Things deteriorated until several summers ago, when she attacked a small dog and showed me with complete clarity that she could not and should not do the things I was asking of her. That incident changed my path from “dog agility competitor” to “dog trainer,” and taught me more in one moment than all my previous years of practice.
My dog’s life changed dramatically after that. For almost a year, Vesper’s life was confined to the third of an acre my suburban house was planted on.
This was the exact same dog who I’d unleashed in agility arenas most weekends for years; who I took off-leash on hikes and swimming at dog parks. She had not changed, but my perception of her had. I now knew what I should have known before: she was not safe.
What I’ve had to learn since then is that no dog is truly safe. They’re not automatons. They make choices that we can influence, but not control.
Vesper changed me into a more joyful, determined and hopeful person. But she also opened me up to deep trauma. I have flashbacks to her being hit by that car; when a dog approaches too close I fight panic. I am terrified of repeating the horrible lessons she taught me and won’t ever let them happen again, if I can. But again–our dogs make their own choices. I can’t say never.
I grieved the loss of those dreams. Watching Agility Nationals this year hurt me deeply; dogs who’d been in Novice with V were there, having the success that I fought hard for. This was supposed to be her year. Instead, I’ve been slowly learning how to trust her again.
Of all the ambitions I had with this dog, I’ve pared all of them away. For most of the last year, I had no ambitions for Vesper at all. But that wasn’t working, either–I miss her. I miss the dog she is outside of my home. Out in the world she tends to be much sillier. She’s thrilled to see people, to try new things, to use her body. She needs more freedom.
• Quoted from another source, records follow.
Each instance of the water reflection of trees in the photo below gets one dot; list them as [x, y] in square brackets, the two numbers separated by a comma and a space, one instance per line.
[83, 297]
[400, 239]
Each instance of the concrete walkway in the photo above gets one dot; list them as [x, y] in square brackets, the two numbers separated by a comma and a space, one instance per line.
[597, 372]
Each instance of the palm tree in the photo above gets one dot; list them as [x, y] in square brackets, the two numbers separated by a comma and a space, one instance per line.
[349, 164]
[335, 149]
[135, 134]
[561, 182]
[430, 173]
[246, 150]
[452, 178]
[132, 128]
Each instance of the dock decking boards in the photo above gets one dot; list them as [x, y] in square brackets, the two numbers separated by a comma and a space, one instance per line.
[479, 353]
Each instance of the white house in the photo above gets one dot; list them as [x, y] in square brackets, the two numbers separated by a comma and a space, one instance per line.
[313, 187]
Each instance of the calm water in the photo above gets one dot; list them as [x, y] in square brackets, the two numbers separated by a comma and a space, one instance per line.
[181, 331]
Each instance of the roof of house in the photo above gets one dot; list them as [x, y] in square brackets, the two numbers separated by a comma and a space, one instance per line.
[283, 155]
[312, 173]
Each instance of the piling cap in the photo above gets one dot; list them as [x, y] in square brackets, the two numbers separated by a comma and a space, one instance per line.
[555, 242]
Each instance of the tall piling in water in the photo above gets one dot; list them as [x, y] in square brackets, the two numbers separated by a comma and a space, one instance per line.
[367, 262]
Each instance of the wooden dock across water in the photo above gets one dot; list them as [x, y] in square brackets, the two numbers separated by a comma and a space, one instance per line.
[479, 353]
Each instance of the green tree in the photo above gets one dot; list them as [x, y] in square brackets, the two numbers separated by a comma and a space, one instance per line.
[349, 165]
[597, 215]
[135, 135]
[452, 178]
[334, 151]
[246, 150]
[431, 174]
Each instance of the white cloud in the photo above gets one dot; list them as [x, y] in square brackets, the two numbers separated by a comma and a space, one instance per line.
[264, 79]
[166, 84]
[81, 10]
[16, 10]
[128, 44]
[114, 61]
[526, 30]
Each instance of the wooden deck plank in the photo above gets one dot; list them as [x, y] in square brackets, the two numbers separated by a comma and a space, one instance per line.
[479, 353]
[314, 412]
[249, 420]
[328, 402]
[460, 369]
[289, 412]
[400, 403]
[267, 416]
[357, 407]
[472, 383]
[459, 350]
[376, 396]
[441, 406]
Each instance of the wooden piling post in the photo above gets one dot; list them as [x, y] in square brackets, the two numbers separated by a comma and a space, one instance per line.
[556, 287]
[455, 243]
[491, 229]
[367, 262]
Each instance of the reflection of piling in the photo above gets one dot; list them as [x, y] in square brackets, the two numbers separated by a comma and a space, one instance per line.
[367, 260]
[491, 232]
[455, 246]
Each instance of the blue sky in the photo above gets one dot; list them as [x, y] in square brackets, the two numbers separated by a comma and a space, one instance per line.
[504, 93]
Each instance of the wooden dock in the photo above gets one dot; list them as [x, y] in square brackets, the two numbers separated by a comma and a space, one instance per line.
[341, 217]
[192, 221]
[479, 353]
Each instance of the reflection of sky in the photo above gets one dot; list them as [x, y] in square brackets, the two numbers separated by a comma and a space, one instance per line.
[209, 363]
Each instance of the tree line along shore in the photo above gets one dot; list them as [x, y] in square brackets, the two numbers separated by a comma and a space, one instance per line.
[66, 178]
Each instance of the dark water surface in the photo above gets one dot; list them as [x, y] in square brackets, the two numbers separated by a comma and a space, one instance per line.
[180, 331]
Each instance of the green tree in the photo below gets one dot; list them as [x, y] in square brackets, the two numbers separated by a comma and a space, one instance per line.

This year I set a goal for us. We would get better. That’s all–we just need to get better. We don’t have to heal completely. We don’t have to compete. But we need to be a team again.
This is where it feels spiritual, to me: taking the steps to trust her again, within whatever framework I can set to keep her and everyone around her safe. It’s intensely vulnerable. When you love a dog like Vesper, you’re very likely to get hurt. She is hard to trust. But she is also a good dog, and well-trained, and I underestimate her as often as I overestimate her. I don’t want to squash her life with my own fear of what might happen.
Yesterday for the first time I took both of my dogs out into the woods, together. We just wandered a huge and empty field, but my heart pounded for the first thirty minutes. And even though I told myself not to, that it wasn’t safe or smart, that too much could go wrong, I unclipped her leash.
There are lots of reasons why I thought this was okay. We were isolated, I had a clear line of sight for at least half a mile in either direction, I knew nobody else was out there. I carry citronella spray–to use on my own dog, if she gets her teeth on anything–and a bear horn. And I can make it even safer: in the future, she will be muzzled, and I just activated her new GPS tracker in case she takes off after a deer.
Still, my hands shook when I reclipped her leash after giving her a few spare moments of freedom.
This is rehabilitation. It hurts. It’s frightening. I’m brave enough to do the work for her, but only because she taught me how to be brave.